The first sign of trouble came on Thanksgiving 2017. Donald Trump was in south Florida, speaking to Coast Guard personnel near one of the president's golf resorts, and generally spoke about how pleased he was with himself.
But part of his unscripted remarks touched on a subject Trump seemed to find fascinating. "With the Air Force, we're ordering a lot of planes, in particular the F-35 fighter jet, which is, you know, almost like an invisible fighter," he said. "I was asking the Air Force guys, I said, 'How good is this plane?' They said, 'Well, sir, you can't see it.' I said, yeah, but in a fight -- you know, a fight, like I watch in the movies -- they fight, they're fighting. How good is this? They say, 'Well, it wins every time because the enemy cannot see it. Even if it's right next to it, it can't see it.' I said, 'That helps. That's a good thing.'"
As we discussed at the time, Trump had previously explained that the F-35 is undetectable by radar, but this appeared to be the first time the president had publicly made the case that an enemy couldn't see the fighter jet, even if they were "right next to it."
Yesterday, Trump was in Warren, Michigan, ostensibly to speak about the revised version of NAFTA, though he briefly spoke about the F-35 and the possibility that the jets may be deployed to a nearby National Guard base.
"We're giving strong consideration to deploying some of our mighty F-35s to Selfridge Air National Guard Base. And you know what that means, right? You know what that means. That's a big deal.
"So, Selfridge, you're going to see a lot of very fast planes. Actually, they're totally stealth, so maybe you won't see them come in. Okay? You won't see them come in, but they're coming in."
I'm reasonably sure Trump thinks F-35s are literally invisible.
To be sure, the president routinely references the fighter jet and frequently tells supporters that the enemy can't see it.

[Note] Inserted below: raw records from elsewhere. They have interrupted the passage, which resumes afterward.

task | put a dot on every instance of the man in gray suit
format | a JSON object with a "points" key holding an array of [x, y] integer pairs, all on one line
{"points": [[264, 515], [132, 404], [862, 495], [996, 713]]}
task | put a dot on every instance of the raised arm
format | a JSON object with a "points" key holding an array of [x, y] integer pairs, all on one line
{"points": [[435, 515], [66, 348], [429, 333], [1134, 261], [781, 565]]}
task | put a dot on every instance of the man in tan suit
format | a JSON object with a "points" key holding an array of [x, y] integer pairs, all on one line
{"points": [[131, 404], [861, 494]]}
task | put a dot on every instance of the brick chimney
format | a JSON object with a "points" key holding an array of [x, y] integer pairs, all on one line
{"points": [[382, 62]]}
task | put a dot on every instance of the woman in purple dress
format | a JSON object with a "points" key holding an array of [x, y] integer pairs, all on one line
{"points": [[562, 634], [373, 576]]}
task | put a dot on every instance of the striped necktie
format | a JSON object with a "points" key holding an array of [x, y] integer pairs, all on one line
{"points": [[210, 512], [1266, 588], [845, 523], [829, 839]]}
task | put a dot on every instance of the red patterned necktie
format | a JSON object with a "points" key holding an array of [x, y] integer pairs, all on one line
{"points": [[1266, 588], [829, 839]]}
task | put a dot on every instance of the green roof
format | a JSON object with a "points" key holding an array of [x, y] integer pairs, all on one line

But I usually shrug that off, because in context, there was a way to generously interpret his comments in a figurative way.
Once in a while, though, Trump slips and suggests he genuinely believes the plane has sci-fi cloaking technology -- as if Wonder Woman were some kind of documentary.
I can't take credit for this joke, but after I first wrote about this a couple of years ago, a reader told me he wanted to see officials escort the president into an empty airplane hangar, point in a vague direction, and tell him, "The F-35 is right there," just to see what he'd do.
And for those keeping score, this is the latest addition in the Trump-says-odd-things-about-planes franchise, which has proven to be more robust than I ever expected.